There is an ongoing debate in America as to whether Buddhism is a religion or a philosophy. In the article Is Buddhism a Philosophy or a Religion?, written by Nicholas Liusuwan, he states calling Buddhism a philosophy is pretty accurate (Liusuwan). He says this because the dictionary definition of philosophy is something along the lines of finding the truths in life. Since the Dharma literally means ultimate truth, then Buddhism must be a philosophy. Ultimately, in the end of the article he goes to state who cares about this argument.
Why do Americans see Buddhism more as a philosophy than as a religion?
In the same article written by Ryan Anningson, he states within a century, Buddhism in America has gone from being frequently portrayed as a dangerous cult to becoming the prime spiritual practice of the business elite. Many Americans have, and are, turning to Buddhism for spiritual purposes, life hacks, and to help instill mindfulness into their everyday lives. As previously discussed, the Buddhist masters have relayed their religion more as a philosophy, when they initially introduced Buddhism to America. So to answer the question Why do Americans see Buddhism more as a philosophy than as a religion, this simply is because that is how we were first introduced to Buddhism. The Masters wanted it to be relevant to Americans, otherwise they would have dismissed it on the spot.

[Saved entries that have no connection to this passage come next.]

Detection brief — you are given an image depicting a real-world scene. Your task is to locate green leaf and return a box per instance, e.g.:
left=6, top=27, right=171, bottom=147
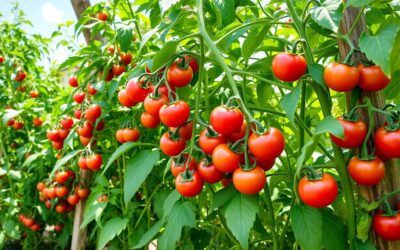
left=80, top=201, right=107, bottom=229
left=356, top=212, right=372, bottom=243
left=102, top=142, right=138, bottom=174
left=295, top=136, right=321, bottom=176
left=315, top=115, right=344, bottom=138
left=321, top=209, right=346, bottom=250
left=124, top=149, right=160, bottom=205
left=359, top=25, right=400, bottom=75
left=51, top=150, right=81, bottom=177
left=308, top=64, right=325, bottom=87
left=310, top=0, right=343, bottom=32
left=152, top=41, right=178, bottom=71
left=346, top=0, right=368, bottom=7
left=21, top=152, right=41, bottom=168
left=2, top=109, right=23, bottom=124
left=211, top=186, right=236, bottom=210
left=117, top=26, right=133, bottom=52
left=390, top=32, right=400, bottom=74
left=132, top=221, right=163, bottom=249
left=163, top=189, right=181, bottom=219
left=214, top=0, right=236, bottom=28
left=355, top=239, right=376, bottom=250
left=242, top=26, right=269, bottom=60
left=280, top=84, right=301, bottom=125
left=291, top=205, right=323, bottom=250
left=97, top=217, right=129, bottom=250
left=58, top=56, right=83, bottom=70
left=224, top=192, right=259, bottom=250
left=159, top=0, right=180, bottom=15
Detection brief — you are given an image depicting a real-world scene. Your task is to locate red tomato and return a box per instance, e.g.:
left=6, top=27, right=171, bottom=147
left=212, top=144, right=240, bottom=173
left=55, top=186, right=69, bottom=198
left=55, top=171, right=69, bottom=183
left=36, top=182, right=46, bottom=192
left=69, top=76, right=78, bottom=87
left=330, top=117, right=367, bottom=149
left=58, top=129, right=70, bottom=140
left=76, top=187, right=90, bottom=199
left=159, top=100, right=190, bottom=127
left=7, top=119, right=15, bottom=126
left=324, top=62, right=359, bottom=92
left=373, top=211, right=400, bottom=241
left=120, top=52, right=133, bottom=65
left=233, top=166, right=266, bottom=194
left=358, top=65, right=390, bottom=91
left=79, top=136, right=92, bottom=146
left=160, top=132, right=186, bottom=156
left=144, top=94, right=168, bottom=116
left=73, top=92, right=85, bottom=104
left=298, top=173, right=338, bottom=208
left=348, top=156, right=385, bottom=186
left=87, top=84, right=97, bottom=95
left=170, top=121, right=194, bottom=140
left=123, top=128, right=140, bottom=142
left=52, top=141, right=64, bottom=150
left=47, top=130, right=62, bottom=141
left=32, top=117, right=43, bottom=126
left=54, top=224, right=64, bottom=232
left=55, top=203, right=67, bottom=213
left=67, top=194, right=80, bottom=205
left=126, top=79, right=153, bottom=103
left=97, top=11, right=108, bottom=21
left=210, top=106, right=243, bottom=135
left=140, top=112, right=160, bottom=128
left=15, top=71, right=27, bottom=81
left=228, top=120, right=250, bottom=142
left=112, top=64, right=126, bottom=76
left=248, top=127, right=285, bottom=162
left=78, top=157, right=88, bottom=170
left=199, top=128, right=227, bottom=155
left=85, top=104, right=102, bottom=123
left=257, top=157, right=276, bottom=171
left=0, top=56, right=4, bottom=63
left=118, top=89, right=137, bottom=107
left=86, top=154, right=102, bottom=171
left=197, top=158, right=224, bottom=183
left=374, top=127, right=400, bottom=159
left=46, top=188, right=57, bottom=199
left=154, top=84, right=176, bottom=97
left=178, top=55, right=199, bottom=73
left=170, top=154, right=197, bottom=177
left=29, top=90, right=39, bottom=98
left=74, top=109, right=82, bottom=119
left=272, top=53, right=307, bottom=82
left=24, top=218, right=34, bottom=227
left=61, top=117, right=74, bottom=129
left=76, top=122, right=93, bottom=137
left=175, top=171, right=203, bottom=197
left=166, top=62, right=193, bottom=87
left=13, top=121, right=24, bottom=130
left=116, top=129, right=126, bottom=143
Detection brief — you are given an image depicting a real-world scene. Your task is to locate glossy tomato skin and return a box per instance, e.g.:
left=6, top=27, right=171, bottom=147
left=258, top=157, right=276, bottom=171
left=170, top=121, right=193, bottom=140
left=197, top=158, right=224, bottom=184
left=374, top=127, right=400, bottom=159
left=69, top=76, right=78, bottom=87
left=120, top=52, right=132, bottom=65
left=180, top=55, right=199, bottom=73
left=159, top=132, right=186, bottom=156
left=228, top=120, right=250, bottom=142
left=248, top=127, right=285, bottom=162
left=144, top=94, right=168, bottom=116
left=87, top=84, right=97, bottom=95
left=210, top=106, right=244, bottom=135
left=140, top=112, right=160, bottom=128
left=97, top=11, right=108, bottom=21
left=175, top=171, right=203, bottom=197
left=324, top=62, right=360, bottom=92
left=233, top=166, right=266, bottom=195
left=166, top=62, right=193, bottom=87
left=73, top=92, right=85, bottom=104
left=212, top=144, right=241, bottom=173
left=123, top=128, right=140, bottom=142
left=61, top=117, right=74, bottom=129
left=272, top=53, right=307, bottom=82
left=170, top=154, right=197, bottom=177
left=330, top=117, right=367, bottom=149
left=86, top=154, right=102, bottom=171
left=118, top=89, right=137, bottom=107
left=85, top=104, right=102, bottom=123
left=298, top=173, right=338, bottom=208
left=358, top=65, right=390, bottom=92
left=126, top=79, right=153, bottom=103
left=112, top=64, right=126, bottom=76
left=348, top=156, right=385, bottom=186
left=199, top=128, right=227, bottom=155
left=159, top=100, right=190, bottom=127
left=373, top=211, right=400, bottom=241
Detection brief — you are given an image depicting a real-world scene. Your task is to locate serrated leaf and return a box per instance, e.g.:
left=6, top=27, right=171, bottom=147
left=214, top=0, right=236, bottom=28
left=132, top=221, right=163, bottom=249
left=242, top=26, right=269, bottom=60
left=51, top=150, right=81, bottom=177
left=211, top=186, right=236, bottom=210
left=310, top=0, right=343, bottom=32
left=321, top=209, right=346, bottom=250
left=97, top=217, right=129, bottom=250
left=152, top=41, right=178, bottom=71
left=356, top=212, right=372, bottom=243
left=280, top=84, right=301, bottom=125
left=291, top=205, right=323, bottom=250
left=102, top=142, right=138, bottom=174
left=224, top=192, right=259, bottom=250
left=124, top=149, right=160, bottom=205
left=315, top=115, right=344, bottom=138
left=117, top=26, right=133, bottom=52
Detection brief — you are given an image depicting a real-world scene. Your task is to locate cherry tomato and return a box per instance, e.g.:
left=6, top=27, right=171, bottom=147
left=86, top=154, right=102, bottom=171
left=55, top=186, right=69, bottom=198
left=61, top=117, right=74, bottom=129
left=123, top=128, right=140, bottom=142
left=248, top=127, right=285, bottom=162
left=210, top=106, right=244, bottom=135
left=358, top=65, right=390, bottom=92
left=32, top=117, right=43, bottom=127
left=212, top=144, right=240, bottom=173
left=15, top=71, right=27, bottom=81
left=79, top=136, right=92, bottom=146
left=160, top=132, right=186, bottom=156
left=154, top=84, right=175, bottom=97
left=67, top=194, right=80, bottom=205
left=29, top=90, right=39, bottom=98
left=118, top=89, right=137, bottom=107
left=144, top=94, right=168, bottom=116
left=170, top=154, right=197, bottom=177
left=58, top=129, right=70, bottom=140
left=73, top=92, right=85, bottom=104
left=87, top=84, right=97, bottom=95
left=159, top=100, right=190, bottom=127
left=36, top=182, right=46, bottom=192
left=166, top=62, right=193, bottom=87
left=197, top=158, right=225, bottom=184
left=272, top=53, right=307, bottom=82
left=55, top=171, right=69, bottom=183
left=78, top=157, right=88, bottom=170
left=298, top=173, right=338, bottom=208
left=324, top=62, right=359, bottom=92
left=13, top=121, right=24, bottom=130
left=374, top=127, right=400, bottom=159
left=170, top=121, right=193, bottom=140
left=69, top=76, right=78, bottom=87
left=120, top=52, right=133, bottom=65
left=74, top=109, right=82, bottom=119
left=76, top=187, right=90, bottom=199
left=348, top=156, right=385, bottom=186
left=76, top=122, right=93, bottom=137
left=126, top=79, right=153, bottom=103
left=233, top=166, right=266, bottom=195
left=175, top=171, right=203, bottom=197
left=47, top=130, right=62, bottom=142
left=140, top=112, right=160, bottom=128
left=54, top=224, right=64, bottom=232
left=178, top=55, right=199, bottom=73
left=85, top=104, right=102, bottom=123
left=112, top=64, right=126, bottom=76
left=228, top=120, right=250, bottom=142
left=330, top=117, right=367, bottom=149
left=373, top=210, right=400, bottom=241
left=199, top=128, right=227, bottom=155
left=97, top=11, right=108, bottom=21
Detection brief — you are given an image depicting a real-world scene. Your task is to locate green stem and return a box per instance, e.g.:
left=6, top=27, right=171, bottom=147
left=261, top=184, right=279, bottom=250
left=299, top=82, right=306, bottom=150
left=347, top=7, right=365, bottom=37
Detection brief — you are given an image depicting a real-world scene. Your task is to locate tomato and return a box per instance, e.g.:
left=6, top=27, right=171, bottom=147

However, in today’s modern world, we have continued to alter the religion for our individual purposes. Many Americans are still fascinated by the mindfulness aspect of Buddhism and how it really can benefit one’s life. Many have gotten into yoga and essential oils. These aren’t so much the basis of Buddhism but these practices are connected. Yoga and meditating help one unwind, get more in tune with nature and their body, as well as clear their mind. Using essential oils can bring about a feeling, similar to meditation, essential oils can help one unwind and clear their mind.